In the so-called Bypassing the Blues trial, 50 percent of patients who were depressed after having coronary artery bypass surgery saw improvements of at least 50 percent in their negative mood after participating in the intervention, compared with 29 percent of control patients who received usual care.
Dr. Bruce L. Rollman, from the University of Pittsburgh, explains. “Depression after heart surgery is often unrecognized. When a patient still has symptoms, such as pain, the physician will order another stress test or other heart test. We just want people to be aware of the impact of depression and that there are safe and effective treatments available.”

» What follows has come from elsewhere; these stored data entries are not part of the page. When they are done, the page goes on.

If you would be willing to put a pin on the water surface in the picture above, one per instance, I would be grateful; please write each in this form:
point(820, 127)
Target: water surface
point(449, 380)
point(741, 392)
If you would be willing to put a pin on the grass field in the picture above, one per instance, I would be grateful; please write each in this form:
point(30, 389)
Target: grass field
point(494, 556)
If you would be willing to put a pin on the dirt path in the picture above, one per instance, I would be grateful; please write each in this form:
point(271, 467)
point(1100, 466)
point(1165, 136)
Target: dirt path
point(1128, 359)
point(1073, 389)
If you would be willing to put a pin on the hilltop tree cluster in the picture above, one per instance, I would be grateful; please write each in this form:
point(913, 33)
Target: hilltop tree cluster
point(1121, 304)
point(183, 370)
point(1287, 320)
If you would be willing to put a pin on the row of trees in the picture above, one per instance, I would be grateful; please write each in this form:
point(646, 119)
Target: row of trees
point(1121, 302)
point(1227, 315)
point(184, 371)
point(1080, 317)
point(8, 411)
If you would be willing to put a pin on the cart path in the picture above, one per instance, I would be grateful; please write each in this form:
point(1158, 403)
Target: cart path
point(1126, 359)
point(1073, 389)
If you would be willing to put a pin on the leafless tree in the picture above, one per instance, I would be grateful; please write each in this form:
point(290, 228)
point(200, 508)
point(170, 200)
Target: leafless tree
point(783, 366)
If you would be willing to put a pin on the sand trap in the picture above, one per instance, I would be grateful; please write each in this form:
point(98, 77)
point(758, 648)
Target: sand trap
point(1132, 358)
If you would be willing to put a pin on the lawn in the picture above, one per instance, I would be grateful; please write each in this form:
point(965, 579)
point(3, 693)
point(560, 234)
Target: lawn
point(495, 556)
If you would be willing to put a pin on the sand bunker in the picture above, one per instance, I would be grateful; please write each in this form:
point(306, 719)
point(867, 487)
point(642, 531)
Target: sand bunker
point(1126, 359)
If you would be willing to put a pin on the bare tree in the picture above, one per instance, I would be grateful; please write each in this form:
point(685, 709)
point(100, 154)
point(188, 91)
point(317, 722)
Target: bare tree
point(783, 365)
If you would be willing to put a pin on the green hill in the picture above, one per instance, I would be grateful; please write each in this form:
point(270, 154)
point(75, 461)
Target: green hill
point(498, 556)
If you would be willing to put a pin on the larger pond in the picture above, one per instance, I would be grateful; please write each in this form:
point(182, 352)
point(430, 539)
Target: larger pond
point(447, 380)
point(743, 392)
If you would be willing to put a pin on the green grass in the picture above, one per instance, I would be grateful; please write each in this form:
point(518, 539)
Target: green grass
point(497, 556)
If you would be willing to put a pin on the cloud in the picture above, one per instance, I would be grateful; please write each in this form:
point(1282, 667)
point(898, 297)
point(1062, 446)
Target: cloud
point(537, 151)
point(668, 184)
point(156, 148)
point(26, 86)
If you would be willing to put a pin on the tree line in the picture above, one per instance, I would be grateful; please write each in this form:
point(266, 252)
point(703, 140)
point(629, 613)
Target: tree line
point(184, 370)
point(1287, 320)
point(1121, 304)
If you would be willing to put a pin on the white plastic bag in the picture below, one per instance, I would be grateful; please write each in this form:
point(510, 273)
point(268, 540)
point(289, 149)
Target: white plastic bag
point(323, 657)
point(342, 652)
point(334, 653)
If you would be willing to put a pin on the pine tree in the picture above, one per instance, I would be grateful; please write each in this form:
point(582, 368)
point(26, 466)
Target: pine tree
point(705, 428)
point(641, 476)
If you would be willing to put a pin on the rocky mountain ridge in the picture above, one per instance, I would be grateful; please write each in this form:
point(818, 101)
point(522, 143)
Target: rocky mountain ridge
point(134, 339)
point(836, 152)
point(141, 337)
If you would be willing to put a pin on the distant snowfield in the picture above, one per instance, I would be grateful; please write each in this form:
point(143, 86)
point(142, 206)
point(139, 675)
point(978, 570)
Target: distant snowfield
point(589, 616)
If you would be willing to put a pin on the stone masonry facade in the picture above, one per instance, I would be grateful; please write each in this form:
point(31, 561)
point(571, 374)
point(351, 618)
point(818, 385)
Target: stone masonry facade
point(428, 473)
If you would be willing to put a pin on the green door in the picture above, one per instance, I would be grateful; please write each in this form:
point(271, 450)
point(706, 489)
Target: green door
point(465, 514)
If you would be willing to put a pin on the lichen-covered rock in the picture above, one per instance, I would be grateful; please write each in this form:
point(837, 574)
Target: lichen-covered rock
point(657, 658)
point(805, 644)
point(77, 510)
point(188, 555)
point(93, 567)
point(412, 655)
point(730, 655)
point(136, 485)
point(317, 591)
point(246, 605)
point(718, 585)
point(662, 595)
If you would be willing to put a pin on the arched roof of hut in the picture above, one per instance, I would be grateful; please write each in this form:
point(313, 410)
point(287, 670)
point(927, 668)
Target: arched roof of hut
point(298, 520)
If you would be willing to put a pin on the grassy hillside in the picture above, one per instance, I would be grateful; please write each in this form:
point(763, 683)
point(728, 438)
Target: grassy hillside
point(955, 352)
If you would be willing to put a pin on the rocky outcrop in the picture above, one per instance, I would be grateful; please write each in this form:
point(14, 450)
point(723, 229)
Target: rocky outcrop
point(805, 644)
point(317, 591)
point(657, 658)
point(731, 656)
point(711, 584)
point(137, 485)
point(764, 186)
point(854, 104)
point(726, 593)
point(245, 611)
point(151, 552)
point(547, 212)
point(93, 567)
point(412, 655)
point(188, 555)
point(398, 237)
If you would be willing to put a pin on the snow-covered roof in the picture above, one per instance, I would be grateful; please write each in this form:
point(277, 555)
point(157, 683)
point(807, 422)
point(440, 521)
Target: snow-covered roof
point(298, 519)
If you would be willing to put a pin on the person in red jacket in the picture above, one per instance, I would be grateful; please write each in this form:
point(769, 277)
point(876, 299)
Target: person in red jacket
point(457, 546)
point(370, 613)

In the trial, researchers screened heart bypass patients for depression before they were discharged from the hospital. Screen-positive patients were contacted again two weeks later when they were at home to see if their depression was persisting. If so, they were randomly allocated to receive an eight-month course of telephone-delivered collaborative care or usual care.
Patients in the collaborative care group received a workbook, mailed to them at home, which contained basic talk therapy approaches as well as recommendations for exercising, getting plenty of quality sleep and staying connected socially. Antidepressants were also provided if patients felt it necessary.
Trained nurse practitioners phoned the patients every other week at the start of the intervention and then once a month as the study progressed. This simple intervention proved effective in relieving depression after heart bypass surgery, Rollman reported. Patients should be screened for depression, he said, because it occurs in roughly 25 percent of cases, and, as this study shows, treating depression can speed recovery.
The study findings are to be published in the Journal of the American Medical Association.